- Interactive map of Kayabukiya Tavern

Restaurant information
- Owner: Kaoru Otsuka
- Food type: Japanese
- Location: Utsunomiya, Japan
- Other information: Closed on 2020

= Kayabukiya Tavern =

The Kayabukiya Tavern (居酒屋 かやぶき, izakaya kayabuki) was a traditional-style Japanese "sake-house" restaurant (izakaya) that was located in the city of Utsunomiya, north of Tokyo, Japan.

The tavern's owner, Kaoru Otsuka, owns two pet macaque monkeys who were employed to work at the location. The first monkey, twelve-year-old "Yat-chan", is dressed in a shirt and shorts while he takes customers' drink orders and delivers them to the diners' tables. The younger macaque, named Fuku-chan, is currently four years old and has the main duty of bringing the attendees hot towels to clean their hands before ordering drinks. Fuku-chan had only two years of experience, while Yat-chan has been reportedly performing the job for a longer time.
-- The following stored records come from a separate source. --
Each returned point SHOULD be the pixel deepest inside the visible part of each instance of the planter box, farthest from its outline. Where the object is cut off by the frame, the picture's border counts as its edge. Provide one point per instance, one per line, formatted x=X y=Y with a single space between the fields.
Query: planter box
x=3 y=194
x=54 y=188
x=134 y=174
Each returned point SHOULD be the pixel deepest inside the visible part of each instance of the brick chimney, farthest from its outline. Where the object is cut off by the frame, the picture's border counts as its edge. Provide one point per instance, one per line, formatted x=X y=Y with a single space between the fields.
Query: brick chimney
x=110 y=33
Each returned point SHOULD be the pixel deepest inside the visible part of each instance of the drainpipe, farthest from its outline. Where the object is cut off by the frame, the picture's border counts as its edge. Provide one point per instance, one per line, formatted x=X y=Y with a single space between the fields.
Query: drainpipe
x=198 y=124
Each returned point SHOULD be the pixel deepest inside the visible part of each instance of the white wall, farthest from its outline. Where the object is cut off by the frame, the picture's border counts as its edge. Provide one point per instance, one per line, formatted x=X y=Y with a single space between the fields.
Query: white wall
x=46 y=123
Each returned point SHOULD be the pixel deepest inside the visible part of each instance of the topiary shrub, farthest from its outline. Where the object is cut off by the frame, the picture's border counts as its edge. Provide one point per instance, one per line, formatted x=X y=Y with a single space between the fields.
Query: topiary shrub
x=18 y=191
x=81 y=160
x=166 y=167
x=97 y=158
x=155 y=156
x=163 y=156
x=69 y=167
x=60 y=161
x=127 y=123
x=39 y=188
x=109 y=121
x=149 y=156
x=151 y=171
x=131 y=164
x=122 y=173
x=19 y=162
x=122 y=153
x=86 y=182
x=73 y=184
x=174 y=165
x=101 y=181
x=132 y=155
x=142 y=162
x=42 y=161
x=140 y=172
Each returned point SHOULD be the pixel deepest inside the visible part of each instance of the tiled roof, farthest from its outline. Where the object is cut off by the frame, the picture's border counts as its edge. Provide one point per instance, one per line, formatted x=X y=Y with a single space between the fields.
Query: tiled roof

Both monkeys received boiled soya beans from customers as tips for their service. The monkeys' environment has been inspected to ensure proper treatment of the animals; due to Japanese animal rights regulations, they are each only allowed to work for two hours a day. The restaurant was also featured as a reward for the winning team in the third episode of Season Two of I Survived a Japanese Game Show.

The tavern was closed on October 15, 2020. As of 2025, the whereabouts of the monkeys is unknown.